How sbws works¶
The scanner measures the bandwidth of each relay in the Tor network (except the directory authorities) by creating a two hops circuit with the relay. It then measures the bandwidth by downloading data from a destination Web Server and stores the measurements.
The generator read the measurements, aggregates, filters and scales them using torflow’s scaling method.
Parse the command line arguments and configuration files.
Launch a Tor thread with an specific configuration or connect to a running Tor daemon that is running with a suitable configuration.
Obtain the list of relays in the Tor network from the Tor consensus and descriptor documents.
Read and parse the old bandwidth measurements stored in the file system.

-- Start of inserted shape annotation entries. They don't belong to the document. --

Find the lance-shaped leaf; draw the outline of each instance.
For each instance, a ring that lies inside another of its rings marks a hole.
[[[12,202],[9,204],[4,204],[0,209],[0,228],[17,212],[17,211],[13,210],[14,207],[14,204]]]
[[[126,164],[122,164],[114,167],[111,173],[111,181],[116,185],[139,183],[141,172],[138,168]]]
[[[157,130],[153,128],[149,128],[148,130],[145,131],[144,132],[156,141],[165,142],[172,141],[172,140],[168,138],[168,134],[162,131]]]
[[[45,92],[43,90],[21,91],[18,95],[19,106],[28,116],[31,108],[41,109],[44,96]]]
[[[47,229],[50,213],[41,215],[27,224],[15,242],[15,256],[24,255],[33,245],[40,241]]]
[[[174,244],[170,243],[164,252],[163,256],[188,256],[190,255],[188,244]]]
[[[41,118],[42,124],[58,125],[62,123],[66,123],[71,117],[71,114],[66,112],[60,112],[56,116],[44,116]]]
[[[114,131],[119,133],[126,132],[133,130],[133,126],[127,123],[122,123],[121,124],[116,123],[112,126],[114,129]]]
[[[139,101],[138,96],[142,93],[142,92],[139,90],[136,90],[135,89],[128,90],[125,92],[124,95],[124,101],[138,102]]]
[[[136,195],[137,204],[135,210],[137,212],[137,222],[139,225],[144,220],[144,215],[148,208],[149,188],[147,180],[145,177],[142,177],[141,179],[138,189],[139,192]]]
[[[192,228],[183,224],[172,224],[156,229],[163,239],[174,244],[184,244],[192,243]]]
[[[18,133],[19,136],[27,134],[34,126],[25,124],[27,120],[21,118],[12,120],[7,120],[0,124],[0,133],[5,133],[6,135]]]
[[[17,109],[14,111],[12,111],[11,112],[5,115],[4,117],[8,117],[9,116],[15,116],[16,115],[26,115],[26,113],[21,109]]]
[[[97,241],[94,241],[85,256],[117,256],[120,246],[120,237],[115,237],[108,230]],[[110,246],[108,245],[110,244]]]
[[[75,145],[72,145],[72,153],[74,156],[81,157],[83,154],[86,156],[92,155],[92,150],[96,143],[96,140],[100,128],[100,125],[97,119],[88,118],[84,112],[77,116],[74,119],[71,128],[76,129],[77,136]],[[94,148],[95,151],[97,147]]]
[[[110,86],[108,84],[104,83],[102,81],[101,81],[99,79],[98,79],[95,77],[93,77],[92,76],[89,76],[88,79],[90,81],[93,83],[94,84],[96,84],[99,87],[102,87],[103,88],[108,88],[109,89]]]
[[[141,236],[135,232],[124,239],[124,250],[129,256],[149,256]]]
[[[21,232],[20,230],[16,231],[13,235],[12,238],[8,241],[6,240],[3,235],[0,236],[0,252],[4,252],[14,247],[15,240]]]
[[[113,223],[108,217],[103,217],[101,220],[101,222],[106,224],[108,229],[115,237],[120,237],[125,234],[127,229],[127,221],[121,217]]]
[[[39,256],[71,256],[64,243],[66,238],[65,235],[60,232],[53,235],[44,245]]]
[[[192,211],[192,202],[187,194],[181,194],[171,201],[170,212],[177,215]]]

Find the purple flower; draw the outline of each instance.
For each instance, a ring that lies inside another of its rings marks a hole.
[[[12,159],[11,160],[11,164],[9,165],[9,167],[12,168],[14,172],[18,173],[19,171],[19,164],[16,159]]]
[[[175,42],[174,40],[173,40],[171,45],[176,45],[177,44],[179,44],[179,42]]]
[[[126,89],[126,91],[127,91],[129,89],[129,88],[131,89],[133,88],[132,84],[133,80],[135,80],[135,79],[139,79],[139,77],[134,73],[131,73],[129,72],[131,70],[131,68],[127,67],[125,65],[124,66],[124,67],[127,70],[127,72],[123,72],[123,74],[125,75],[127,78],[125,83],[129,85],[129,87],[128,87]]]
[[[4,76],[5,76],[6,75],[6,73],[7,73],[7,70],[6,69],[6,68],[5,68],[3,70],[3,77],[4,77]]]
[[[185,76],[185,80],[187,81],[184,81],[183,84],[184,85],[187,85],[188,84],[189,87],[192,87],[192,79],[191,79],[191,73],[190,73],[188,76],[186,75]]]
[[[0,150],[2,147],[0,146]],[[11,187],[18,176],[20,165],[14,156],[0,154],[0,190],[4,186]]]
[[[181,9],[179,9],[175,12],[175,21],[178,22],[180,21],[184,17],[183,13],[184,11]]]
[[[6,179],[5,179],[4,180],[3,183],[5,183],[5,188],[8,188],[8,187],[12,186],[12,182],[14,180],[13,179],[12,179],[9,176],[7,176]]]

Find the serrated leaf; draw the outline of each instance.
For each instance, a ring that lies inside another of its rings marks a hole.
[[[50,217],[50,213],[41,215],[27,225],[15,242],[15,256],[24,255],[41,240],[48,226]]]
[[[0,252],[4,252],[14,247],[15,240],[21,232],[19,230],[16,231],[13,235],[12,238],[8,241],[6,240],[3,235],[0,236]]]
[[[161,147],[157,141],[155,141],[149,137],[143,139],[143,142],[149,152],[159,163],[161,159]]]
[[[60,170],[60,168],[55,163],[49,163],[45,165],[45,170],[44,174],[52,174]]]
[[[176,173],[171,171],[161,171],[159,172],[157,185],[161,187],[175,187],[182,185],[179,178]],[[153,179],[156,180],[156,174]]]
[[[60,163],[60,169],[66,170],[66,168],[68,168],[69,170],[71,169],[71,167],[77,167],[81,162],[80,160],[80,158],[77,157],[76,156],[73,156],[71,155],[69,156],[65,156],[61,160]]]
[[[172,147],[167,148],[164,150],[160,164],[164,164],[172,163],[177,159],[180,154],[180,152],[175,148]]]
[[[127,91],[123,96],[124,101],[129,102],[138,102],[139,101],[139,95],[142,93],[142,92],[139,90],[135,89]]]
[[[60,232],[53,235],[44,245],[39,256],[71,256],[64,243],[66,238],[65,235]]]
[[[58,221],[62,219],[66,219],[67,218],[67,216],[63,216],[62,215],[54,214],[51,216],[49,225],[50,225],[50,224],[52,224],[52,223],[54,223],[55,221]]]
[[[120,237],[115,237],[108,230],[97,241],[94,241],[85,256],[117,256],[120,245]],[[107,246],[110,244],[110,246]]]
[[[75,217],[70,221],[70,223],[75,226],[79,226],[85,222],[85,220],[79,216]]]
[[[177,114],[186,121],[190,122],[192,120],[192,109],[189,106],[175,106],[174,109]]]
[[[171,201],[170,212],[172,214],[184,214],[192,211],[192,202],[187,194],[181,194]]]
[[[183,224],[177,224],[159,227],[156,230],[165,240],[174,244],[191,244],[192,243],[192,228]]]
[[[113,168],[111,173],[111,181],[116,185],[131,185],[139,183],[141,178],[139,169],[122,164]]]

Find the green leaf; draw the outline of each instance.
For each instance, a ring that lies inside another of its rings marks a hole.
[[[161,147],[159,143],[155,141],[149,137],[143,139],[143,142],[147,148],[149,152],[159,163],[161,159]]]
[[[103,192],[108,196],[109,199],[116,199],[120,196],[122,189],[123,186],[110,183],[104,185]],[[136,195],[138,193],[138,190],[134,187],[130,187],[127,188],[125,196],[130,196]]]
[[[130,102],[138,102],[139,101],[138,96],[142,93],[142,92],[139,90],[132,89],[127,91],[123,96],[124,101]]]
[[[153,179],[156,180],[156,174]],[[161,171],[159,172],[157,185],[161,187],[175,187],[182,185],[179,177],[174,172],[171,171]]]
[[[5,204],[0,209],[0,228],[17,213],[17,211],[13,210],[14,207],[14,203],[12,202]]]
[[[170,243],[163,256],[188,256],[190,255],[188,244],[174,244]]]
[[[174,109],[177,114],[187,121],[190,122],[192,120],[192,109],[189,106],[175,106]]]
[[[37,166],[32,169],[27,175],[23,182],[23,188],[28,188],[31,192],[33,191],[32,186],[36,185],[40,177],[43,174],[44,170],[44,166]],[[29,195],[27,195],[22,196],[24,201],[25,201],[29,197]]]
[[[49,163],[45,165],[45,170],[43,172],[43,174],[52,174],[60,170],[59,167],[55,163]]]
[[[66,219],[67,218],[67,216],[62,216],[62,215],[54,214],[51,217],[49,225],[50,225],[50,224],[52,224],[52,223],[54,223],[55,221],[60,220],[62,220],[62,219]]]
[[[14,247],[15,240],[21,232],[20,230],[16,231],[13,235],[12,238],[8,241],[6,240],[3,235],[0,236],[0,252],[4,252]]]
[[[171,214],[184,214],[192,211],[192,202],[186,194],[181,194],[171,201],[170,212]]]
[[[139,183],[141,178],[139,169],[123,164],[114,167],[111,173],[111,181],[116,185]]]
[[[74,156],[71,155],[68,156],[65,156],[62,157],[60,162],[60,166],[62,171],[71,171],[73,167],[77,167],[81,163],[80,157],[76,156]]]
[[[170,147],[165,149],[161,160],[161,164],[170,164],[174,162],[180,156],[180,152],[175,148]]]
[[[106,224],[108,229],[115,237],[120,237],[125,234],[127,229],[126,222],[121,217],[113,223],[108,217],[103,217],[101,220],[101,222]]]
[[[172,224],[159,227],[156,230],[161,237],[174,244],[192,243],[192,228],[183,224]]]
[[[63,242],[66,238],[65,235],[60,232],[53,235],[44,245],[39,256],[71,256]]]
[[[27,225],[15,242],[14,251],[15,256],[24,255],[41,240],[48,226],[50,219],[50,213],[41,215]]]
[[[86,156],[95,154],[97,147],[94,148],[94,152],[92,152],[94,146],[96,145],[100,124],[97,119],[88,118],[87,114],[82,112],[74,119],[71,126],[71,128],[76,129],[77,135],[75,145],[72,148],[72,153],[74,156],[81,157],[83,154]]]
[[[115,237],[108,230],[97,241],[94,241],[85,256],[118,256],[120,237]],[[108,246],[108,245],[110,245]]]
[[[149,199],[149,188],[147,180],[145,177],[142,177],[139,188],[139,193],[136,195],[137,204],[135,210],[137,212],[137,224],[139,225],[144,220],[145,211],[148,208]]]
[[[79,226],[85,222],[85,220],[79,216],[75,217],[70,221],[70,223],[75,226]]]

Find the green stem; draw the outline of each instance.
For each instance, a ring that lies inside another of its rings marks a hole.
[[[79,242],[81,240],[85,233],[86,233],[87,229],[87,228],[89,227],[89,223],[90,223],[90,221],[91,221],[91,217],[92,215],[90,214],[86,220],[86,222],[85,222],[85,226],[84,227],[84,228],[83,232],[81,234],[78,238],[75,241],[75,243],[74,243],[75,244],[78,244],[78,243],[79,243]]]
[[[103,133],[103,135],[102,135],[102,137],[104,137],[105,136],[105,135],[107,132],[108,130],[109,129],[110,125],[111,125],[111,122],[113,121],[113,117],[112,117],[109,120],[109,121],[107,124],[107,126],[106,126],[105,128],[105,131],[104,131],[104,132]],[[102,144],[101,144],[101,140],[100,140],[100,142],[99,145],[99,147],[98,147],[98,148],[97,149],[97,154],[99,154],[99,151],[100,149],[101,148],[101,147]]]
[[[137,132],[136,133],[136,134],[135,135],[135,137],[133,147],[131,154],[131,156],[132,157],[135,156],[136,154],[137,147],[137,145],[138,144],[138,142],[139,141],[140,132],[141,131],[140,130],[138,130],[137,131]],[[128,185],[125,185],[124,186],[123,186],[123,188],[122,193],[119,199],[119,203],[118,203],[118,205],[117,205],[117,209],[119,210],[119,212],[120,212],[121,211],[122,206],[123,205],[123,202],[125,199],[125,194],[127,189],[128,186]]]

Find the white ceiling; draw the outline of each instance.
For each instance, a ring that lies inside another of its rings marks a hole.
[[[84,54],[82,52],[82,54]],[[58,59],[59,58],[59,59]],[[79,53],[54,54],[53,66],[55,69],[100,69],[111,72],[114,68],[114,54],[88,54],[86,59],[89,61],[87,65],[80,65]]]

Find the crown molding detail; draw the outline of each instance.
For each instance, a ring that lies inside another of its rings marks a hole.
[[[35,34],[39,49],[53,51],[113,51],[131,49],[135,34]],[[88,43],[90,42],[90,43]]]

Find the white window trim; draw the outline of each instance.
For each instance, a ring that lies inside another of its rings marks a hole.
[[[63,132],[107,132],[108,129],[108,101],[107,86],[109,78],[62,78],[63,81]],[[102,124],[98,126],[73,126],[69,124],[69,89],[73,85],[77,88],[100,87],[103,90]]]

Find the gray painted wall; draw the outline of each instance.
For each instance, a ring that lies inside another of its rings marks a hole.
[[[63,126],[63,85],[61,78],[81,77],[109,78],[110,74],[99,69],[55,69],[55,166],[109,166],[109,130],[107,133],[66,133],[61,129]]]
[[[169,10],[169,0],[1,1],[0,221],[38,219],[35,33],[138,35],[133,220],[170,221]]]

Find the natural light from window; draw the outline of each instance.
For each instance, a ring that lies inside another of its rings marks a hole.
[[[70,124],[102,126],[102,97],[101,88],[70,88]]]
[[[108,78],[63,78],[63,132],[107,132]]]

Select a subset of the relays to be measured next, ordered by:
relays not measured.
Classes used in the initialization:
For every relay:
Select a second relay to build a Tor circuit.
Build the circuit.
do HTTPS POST requests to the Web server over the circuit.
do HTTPS HEAD and GET requests to the Web server over the circuit.
Store the time the request took and the amount of bytes uploaded or dowlodaded.
Measuring a relay¶
Selecting a second relay¶
If the consensus has cc_alg=2 param, use the exits that have 2 in the field FlowCtrl in their proto line, otherwise
If the relay to measure is an exit, use it as an exit and obtain the non-exits.
If the relay to measure is not an exit, use it as first hop and obtain the exits.
From non-exits or exits, select one randomly from the ones that have double consensus bandwidth than the relay to measure.
If there are no relays that satisfy this, lower the required bandwidth.
Selecting the data to download¶
While the downloaded data is smaller than 1GB or the number of download is minor than 5:
Randomly, select a 16MiB range.
If it takes less than 5 seconds, select a bigger range and don’t keep any information.
If it takes more than 10 seconds, select an smaller range and don’t keep any information.
Store the number of bytes downloaded and the time it took.
Writing the measurements to the filesystem¶
For every measured relay, the measurement result is put in a queue. There’s an independent thread getting measurements from the queue every second. Every new measurement is appended to a file as a json line (but the file itself is not json!). The file is named with the current date. Every day a new file is created.